UNDERSTANDING THE BOTTLENECK
With 600 columns and 700K rows, the main bottleneck is almost certainly the sheer volume of data per row being serialized over JDBC. Each row fetch has to serialize all 600 column values, and Oracle's JDBC driver is not optimized for extremely wide result sets. A count(*) taking 1 minute also suggests the Oracle side itself may have some overhead (possibly a full table scan on a large physical table, or the table lacks proper statistics).
Your fetchSize of 5000 with 600 columns means each fetch round-trip is pulling 5000 x 600 = 3 million cell values. Depending on the data types (especially if there are LOBs, CLOBs, or wide VARCHAR2 columns), this could be consuming significant memory per fetch and causing GC pressure on the Spark executors.

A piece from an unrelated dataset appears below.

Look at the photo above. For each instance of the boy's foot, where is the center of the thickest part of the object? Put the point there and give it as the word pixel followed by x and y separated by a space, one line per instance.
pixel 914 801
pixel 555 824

RECOMMENDATION 1: COLUMN PRUNING (HIGHEST IMPACT)
If you do not actually need all 600 columns downstream, the single most impactful thing you can do is select only the columns you need. Use the "dbtable" option with a subquery instead of pointing at the full table:
pushdown_query = "(SELECT col1, col2, col3, ... FROM your_table) t"
df = (spark.read
.format("jdbc")
.option("url", jdbc_url)
.option("dbtable", pushdown_query)
.option("user", username)
.option("password", password)
.option("fetchSize", "1000")
.option("numPartitions", 10)
.option("partitionColumn", "your_id_column")
.option("lowerBound", "1")
.option("upperBound", "700000")
.load())
Even reducing from 600 to 200 columns can cut your transfer time by 60% or more because you are reducing the bytes-per-row that Oracle's JDBC driver has to serialize.
If you DO need all 600 columns, consider splitting the extraction into two or three reads (e.g., columns 1-200, 201-400, 401-600) joined on the primary key afterward. This can actually be faster than one monolithic read because each fetch is much lighter.
RECOMMENDATION 2: TUNE FETCHSIZE FOR WIDE TABLES
With 600 columns, a fetchSize of 5000 may actually be too high. Each fetch batch has to fit in executor memory, and wide rows consume significantly more memory per batch. Try reducing to 500 or even 100 and measure the throughput:
.option("fetchSize", "500")
Oracle's default fetchSize is only 10, so you are already well above that. But for extremely wide tables, the sweet spot is often lower than for narrow tables because each row carries so much data. Monitor your executor memory (SparkUI -> Executors tab) to see if you are hitting GC overhead.
RECOMMENDATION 3: VERIFY PARALLEL PARTITIONING IS ACTUALLY WORKING
Setting "parallel 10" is only effective if you are using the partitionColumn, lowerBound, upperBound, and numPartitions options together. All four must be set for Spark to actually parallelize the JDBC read. Without partitionColumn configured, Spark reads everything on a single thread regardless of numPartitions.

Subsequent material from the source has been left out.